The fact of this Sayles film made me reflect on Philippine filmdom’s treatment of our own history. Of Filipino directors, Eddie Romero, a Philippine National Artist, may be the only one who has consistently tackled historical subjects, taking on the 1896 Revolution and the Spanish-American War in his 1976 classic Ganito Kami Noon, Paano Kayo Ngayon. His three-hour long Aguila looks at modern Philippine history, including the American colonial period, through the life of its protagonist, played by Fernando Poe Jr. Romero also directed Cavalry Command, originally titled The Day of the Trumpet. Though I haven’t seen it, its plotline somewhat resembles Amigo’s: in 1902, an American cavalry unit occupies a small Filipino village to pacify it and to subdue guerrilla resistance. In such films as Raiders of Leyte Gulf and Lost Battalion, Romero takes on World War II, with the Americans at the forefront of the battle against the Japanese.
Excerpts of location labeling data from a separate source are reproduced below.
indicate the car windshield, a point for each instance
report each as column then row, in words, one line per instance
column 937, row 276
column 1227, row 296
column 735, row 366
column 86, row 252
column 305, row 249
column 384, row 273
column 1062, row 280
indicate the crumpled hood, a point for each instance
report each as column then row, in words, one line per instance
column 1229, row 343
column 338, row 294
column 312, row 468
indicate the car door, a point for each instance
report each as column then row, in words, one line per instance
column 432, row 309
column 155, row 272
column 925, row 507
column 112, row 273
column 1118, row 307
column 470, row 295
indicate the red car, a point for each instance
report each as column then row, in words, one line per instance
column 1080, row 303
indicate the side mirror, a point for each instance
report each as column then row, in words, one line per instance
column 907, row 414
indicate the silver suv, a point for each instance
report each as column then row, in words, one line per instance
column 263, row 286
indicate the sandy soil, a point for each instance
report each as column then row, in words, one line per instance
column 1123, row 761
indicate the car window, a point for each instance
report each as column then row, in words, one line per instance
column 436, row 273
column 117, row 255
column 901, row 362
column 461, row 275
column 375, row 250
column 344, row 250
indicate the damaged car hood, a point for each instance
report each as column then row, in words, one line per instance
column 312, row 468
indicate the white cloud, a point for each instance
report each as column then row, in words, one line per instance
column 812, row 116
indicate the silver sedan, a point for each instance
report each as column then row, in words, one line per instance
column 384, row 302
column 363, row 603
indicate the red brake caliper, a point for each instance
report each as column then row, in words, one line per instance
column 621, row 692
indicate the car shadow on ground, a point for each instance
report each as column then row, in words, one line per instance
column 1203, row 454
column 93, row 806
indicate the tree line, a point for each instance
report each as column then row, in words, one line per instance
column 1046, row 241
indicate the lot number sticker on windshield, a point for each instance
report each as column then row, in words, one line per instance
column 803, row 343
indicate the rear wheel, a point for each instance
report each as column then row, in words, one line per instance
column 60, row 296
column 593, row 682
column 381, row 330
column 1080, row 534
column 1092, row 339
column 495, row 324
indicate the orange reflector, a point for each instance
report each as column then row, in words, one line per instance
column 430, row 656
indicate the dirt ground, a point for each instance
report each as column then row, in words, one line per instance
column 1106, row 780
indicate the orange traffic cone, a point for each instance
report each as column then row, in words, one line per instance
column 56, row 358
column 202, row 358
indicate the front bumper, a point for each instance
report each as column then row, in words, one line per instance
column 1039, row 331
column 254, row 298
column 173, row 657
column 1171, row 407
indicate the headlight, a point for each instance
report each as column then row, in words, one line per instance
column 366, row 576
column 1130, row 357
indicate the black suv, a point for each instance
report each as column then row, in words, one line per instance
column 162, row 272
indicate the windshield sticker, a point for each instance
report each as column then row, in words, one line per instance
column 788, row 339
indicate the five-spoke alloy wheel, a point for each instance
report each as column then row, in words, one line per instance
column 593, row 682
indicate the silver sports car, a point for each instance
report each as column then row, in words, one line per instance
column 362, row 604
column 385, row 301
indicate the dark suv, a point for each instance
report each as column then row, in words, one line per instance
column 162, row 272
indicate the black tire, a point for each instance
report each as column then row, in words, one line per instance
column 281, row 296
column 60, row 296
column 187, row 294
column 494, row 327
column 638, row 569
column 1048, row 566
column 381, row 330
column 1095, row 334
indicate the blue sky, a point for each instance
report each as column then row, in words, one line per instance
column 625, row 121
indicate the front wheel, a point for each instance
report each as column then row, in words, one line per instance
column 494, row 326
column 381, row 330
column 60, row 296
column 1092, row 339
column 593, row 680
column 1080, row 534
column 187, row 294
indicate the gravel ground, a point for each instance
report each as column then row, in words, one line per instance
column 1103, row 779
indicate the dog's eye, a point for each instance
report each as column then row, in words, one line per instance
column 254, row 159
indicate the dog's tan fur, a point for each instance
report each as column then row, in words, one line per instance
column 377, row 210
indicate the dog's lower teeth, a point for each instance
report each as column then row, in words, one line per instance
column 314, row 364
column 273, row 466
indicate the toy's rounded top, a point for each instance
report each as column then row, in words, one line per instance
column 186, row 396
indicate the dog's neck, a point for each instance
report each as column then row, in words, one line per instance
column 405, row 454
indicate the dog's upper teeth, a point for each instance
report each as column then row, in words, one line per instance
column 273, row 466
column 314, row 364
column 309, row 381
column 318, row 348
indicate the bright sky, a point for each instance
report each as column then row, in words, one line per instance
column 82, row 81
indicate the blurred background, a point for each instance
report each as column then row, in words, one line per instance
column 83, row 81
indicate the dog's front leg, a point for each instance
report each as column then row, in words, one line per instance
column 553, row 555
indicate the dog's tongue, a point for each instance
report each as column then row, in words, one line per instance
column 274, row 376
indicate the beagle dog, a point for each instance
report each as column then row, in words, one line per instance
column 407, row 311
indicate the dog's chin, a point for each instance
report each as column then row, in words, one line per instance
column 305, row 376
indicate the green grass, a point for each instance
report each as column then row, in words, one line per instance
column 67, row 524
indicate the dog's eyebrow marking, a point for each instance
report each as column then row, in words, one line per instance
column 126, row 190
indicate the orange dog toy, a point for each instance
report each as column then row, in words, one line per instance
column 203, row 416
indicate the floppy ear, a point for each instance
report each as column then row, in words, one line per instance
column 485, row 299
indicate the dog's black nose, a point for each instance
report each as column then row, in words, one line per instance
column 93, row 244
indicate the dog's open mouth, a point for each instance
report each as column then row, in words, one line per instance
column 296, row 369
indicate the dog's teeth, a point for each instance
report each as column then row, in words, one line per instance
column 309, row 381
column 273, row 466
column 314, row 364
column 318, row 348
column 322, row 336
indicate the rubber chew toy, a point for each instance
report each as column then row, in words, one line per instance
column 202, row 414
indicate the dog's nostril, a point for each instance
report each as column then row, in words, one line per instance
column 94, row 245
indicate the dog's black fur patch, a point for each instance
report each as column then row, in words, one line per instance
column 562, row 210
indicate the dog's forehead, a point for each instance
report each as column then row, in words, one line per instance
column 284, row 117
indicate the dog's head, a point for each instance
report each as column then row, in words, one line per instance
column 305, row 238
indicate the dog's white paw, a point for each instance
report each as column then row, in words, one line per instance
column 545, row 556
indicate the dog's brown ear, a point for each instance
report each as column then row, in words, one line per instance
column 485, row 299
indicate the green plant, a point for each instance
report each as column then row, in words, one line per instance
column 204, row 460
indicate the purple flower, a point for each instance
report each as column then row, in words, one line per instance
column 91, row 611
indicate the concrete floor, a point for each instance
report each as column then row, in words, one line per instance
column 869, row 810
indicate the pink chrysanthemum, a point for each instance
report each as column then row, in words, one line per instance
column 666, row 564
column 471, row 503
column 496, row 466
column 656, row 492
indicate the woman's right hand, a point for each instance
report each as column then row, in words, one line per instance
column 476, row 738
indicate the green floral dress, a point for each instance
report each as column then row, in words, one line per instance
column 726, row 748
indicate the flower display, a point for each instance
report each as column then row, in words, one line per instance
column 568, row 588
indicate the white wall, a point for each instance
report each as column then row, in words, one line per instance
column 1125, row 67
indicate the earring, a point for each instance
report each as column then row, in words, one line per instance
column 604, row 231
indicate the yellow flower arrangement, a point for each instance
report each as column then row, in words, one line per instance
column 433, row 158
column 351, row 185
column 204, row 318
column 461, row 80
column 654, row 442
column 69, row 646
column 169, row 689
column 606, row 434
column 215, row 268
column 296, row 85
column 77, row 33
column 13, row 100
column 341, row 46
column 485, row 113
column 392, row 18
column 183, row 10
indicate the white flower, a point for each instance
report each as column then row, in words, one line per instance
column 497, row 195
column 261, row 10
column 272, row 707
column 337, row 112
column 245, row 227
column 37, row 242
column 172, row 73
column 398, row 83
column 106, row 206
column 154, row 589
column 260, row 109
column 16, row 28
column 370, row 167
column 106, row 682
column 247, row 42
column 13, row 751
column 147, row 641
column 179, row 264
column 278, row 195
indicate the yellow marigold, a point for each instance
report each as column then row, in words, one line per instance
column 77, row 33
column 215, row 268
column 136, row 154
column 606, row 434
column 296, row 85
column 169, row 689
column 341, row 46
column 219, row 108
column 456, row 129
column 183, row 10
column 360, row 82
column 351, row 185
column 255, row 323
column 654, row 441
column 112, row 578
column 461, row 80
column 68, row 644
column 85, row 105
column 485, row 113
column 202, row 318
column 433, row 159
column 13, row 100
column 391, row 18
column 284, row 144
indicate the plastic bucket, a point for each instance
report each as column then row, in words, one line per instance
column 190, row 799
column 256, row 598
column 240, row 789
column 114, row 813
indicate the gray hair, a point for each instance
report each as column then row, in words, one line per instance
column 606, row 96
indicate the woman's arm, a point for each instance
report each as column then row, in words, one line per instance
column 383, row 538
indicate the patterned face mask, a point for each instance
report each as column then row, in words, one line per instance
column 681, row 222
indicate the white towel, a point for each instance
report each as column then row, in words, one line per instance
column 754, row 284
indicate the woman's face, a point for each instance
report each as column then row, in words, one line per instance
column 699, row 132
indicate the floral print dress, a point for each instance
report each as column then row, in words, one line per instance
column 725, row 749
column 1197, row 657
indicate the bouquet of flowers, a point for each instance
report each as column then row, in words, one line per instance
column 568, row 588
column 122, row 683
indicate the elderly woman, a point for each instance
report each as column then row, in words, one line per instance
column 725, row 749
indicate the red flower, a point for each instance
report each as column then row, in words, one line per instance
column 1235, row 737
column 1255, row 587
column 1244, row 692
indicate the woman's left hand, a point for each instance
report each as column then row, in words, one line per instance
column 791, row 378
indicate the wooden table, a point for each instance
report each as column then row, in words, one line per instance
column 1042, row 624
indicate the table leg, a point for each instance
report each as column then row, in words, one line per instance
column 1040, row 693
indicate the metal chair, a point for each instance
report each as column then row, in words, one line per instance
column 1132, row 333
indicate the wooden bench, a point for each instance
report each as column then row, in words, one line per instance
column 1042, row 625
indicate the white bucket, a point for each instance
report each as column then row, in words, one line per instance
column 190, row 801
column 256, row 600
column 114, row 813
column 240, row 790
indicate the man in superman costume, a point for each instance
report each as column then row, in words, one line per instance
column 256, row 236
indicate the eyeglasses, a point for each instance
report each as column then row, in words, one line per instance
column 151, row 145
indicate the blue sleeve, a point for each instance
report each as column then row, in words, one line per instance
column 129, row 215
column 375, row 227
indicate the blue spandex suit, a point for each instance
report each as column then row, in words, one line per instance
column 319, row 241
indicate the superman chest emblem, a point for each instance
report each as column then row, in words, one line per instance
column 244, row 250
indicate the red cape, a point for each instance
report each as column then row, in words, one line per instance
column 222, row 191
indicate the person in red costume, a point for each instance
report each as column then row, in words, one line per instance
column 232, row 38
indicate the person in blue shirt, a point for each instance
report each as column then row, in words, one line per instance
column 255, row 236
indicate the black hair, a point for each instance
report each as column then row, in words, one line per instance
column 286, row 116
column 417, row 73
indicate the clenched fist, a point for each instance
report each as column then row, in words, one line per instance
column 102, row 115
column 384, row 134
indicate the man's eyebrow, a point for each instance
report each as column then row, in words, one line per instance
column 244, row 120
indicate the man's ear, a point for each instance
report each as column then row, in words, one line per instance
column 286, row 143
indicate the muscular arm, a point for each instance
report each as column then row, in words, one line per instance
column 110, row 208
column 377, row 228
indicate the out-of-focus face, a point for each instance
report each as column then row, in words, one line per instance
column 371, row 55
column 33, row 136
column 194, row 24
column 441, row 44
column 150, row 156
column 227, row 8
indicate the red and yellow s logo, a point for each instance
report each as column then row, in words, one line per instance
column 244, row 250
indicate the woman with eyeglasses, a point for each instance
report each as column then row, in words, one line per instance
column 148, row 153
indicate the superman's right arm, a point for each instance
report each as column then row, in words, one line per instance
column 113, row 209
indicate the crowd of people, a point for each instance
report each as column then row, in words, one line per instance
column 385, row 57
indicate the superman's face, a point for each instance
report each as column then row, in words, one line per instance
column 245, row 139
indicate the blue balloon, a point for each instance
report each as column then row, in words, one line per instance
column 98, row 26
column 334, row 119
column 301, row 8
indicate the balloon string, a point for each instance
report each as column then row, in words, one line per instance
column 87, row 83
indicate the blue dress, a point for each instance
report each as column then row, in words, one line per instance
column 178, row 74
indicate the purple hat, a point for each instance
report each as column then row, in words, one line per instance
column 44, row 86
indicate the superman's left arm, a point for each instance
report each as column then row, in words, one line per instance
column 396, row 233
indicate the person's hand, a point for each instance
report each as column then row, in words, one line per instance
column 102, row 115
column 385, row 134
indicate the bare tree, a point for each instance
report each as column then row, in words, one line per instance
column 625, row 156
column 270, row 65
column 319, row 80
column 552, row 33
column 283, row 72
So many other feature films have examined the martial embrace of foreign invaders. Some fine examples are Lupita Aquino Kashiwahara’s Minsa’y Isang Gamu Gamo, (Once Upon a Moth, on the malaise spread by the U.S. bases in the country); Peque Gallaga’s Oro Plata Mata (Gold Silver Death), a brutal often brilliant depiction of life on Negros Island during World War II; and Mario O’Hara’s Tatlong Tao Walang Diyos (Three Persons Without God), about the complications when the Japanese Occupation becomes personal for three characters. Philippine history is a treasure trove that has been barely touched. I know of scripts that have been written on various historical events, but Philippine producers seem to think none of these will turn a profit at the box office. That they are probably right is a sad commentary on the prevalent taste of the cinema-going public.